Thursday, December 08, 2005

Flightplan

(Warning: spoiler ahead)

When Jodie Foster's latest film Flightplan first appeared, some in the blogosphere were concerned about the idea of a major film, post 9/11, set aboard an airplane, in which the bad guy turns out to be an air marshal, and in which there is a conspicuous cameo for an Arab, falsely accused of wrongdoing, who gets to show at the end of the movie what a nice guy he really is.

If I was looking for a Hollywood liberal 9/11 whitewash, I didn't find it in Flightplan, which is a good, solid thriller, with roots in the best of these films, notably Hitchcock's The Lady Vanishes. Despite Hollywood's liberal idiocies, I would defend their right to make, say, a film in which an Arabic man is falsely accused of a terrorist plot: The Wrong Man, with Art Malik instead of Henry Fonda. Yes, I know Art's Indian, but, damn he was good as an Arab terrorist in True Lies. (Interesting to reflect, too, that Hitchcock was not a liberal: The Wrong Man proceeded not from some weepy liberal breast-beating about injustice, but from a much deeper Catholic wellspring of ideas about guilt and innocence. It's not one of Hitch's best, but imagine what an unbearable film it would have been if made by Stanley Kramer.)

But political considerations pale against the chance to watch another performance by Jodie Foster. She's that rare thing in Hollywood today - a female 'star' who is also a genuinely interesting actress, and for whose already long career one can see no imminent end. I'd like to say that my admiration for her grows with each film, but in fact I don't think it will ever pass the highwater mark of Robert Zemeckis' Contact. Zemeckis knew exactly what he was doing with her: everything that this film wants to say about the alien, the beyond, the sublime, it says with Jodie Foster's face. Probably the best use of an actor's face since the famous last shot of Garbo in Queen Christina.

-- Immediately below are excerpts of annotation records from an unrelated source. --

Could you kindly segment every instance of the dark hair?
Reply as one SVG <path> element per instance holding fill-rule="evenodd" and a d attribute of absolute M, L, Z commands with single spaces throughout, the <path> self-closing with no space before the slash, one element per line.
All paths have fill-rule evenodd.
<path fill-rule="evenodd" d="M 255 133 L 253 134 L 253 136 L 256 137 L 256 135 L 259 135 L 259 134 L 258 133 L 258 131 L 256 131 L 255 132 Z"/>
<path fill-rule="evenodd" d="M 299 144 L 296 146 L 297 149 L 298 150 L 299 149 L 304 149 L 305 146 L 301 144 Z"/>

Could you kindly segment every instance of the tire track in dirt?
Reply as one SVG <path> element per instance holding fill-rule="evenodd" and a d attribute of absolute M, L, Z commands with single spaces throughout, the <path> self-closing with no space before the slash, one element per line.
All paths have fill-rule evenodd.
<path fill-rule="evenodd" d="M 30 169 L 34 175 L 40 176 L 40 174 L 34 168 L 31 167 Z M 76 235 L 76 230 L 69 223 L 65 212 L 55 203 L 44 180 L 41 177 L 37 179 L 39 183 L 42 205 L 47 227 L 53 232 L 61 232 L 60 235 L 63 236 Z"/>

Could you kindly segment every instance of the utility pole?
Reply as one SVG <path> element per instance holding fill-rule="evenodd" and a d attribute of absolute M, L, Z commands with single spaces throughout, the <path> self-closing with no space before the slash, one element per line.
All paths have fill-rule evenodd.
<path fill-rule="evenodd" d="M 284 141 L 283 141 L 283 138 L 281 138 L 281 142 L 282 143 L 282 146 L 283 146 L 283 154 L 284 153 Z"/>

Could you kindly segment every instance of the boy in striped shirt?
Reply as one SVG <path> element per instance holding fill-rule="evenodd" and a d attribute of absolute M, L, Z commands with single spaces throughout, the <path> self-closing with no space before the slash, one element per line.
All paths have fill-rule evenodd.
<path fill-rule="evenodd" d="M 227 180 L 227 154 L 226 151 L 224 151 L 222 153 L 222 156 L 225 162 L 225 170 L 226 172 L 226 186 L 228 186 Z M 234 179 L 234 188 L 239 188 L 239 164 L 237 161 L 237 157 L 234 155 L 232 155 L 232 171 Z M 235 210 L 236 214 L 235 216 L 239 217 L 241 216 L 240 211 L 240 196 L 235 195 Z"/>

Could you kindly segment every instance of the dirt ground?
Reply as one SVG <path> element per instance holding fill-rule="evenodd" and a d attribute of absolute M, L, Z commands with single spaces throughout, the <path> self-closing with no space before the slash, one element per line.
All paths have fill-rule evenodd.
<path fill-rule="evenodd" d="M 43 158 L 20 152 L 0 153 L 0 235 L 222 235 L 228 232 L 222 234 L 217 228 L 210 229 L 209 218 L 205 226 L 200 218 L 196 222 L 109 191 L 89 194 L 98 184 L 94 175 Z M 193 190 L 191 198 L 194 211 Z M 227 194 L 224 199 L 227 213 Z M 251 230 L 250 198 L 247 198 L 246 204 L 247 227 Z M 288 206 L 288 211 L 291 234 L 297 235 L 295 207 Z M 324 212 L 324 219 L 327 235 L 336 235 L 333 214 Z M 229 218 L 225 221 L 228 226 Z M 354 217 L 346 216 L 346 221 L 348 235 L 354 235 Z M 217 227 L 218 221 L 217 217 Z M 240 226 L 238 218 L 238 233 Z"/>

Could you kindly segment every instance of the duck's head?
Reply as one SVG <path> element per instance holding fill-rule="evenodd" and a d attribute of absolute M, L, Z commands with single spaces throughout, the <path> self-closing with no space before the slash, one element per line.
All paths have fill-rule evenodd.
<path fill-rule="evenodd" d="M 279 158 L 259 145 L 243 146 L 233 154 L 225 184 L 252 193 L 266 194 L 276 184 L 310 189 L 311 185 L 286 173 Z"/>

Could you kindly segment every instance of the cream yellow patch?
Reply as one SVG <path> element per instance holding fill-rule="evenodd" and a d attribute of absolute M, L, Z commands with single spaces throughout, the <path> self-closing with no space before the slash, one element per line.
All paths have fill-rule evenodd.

As many have already observed, Flightplan is Panic Room at 30,000 feet. The thematic concerns, claustrophobic spaces, and physical action (especially that elbow-swinging run Jodie does when she periodically bursts into action) are very similar in both films. She definitely needs to do some different roles - one wonders if her Leni Riefenstahl project will ever get up, and the synopsis of her second proposed directorial project Sugarland sounds rather dire:

"A recent law school graduate teams with an experienced public-interest attorney to take on a sugar baron on behalf of exploited migrant workers." (IMDB)

Can't wait.

Apart from its merits as a suspense thriller, Flightplan deserves praise for its attention to detail: the casting and performances of the actresses who play the stewardesses is faultless. The physical types are perfect - they get the walk absolutely right, and that unmistakable air of combined hostility, indifference and disdain. Also, the casting of extras is notably good. Very often, directors who would take great pains to get a set or a costume right are surprisingly indifferent to the casting and direction of extras. Nobody in this film strikes a false note - with the possible exception of Peter Sarsgaard as the flight marshal. Perhaps the rationale is that, in real life, air marshals aren't meant to look like air marshals.

As a final comment, for anyone who values the art of screenwriting, Flightplan has a wonderful moment in which a crucial fact is revealed to Jodie, and to the audience, in a way that combines absolute plausibility with a deeply poetic, moving, level of symbolism. I dare not break its spell by describing it.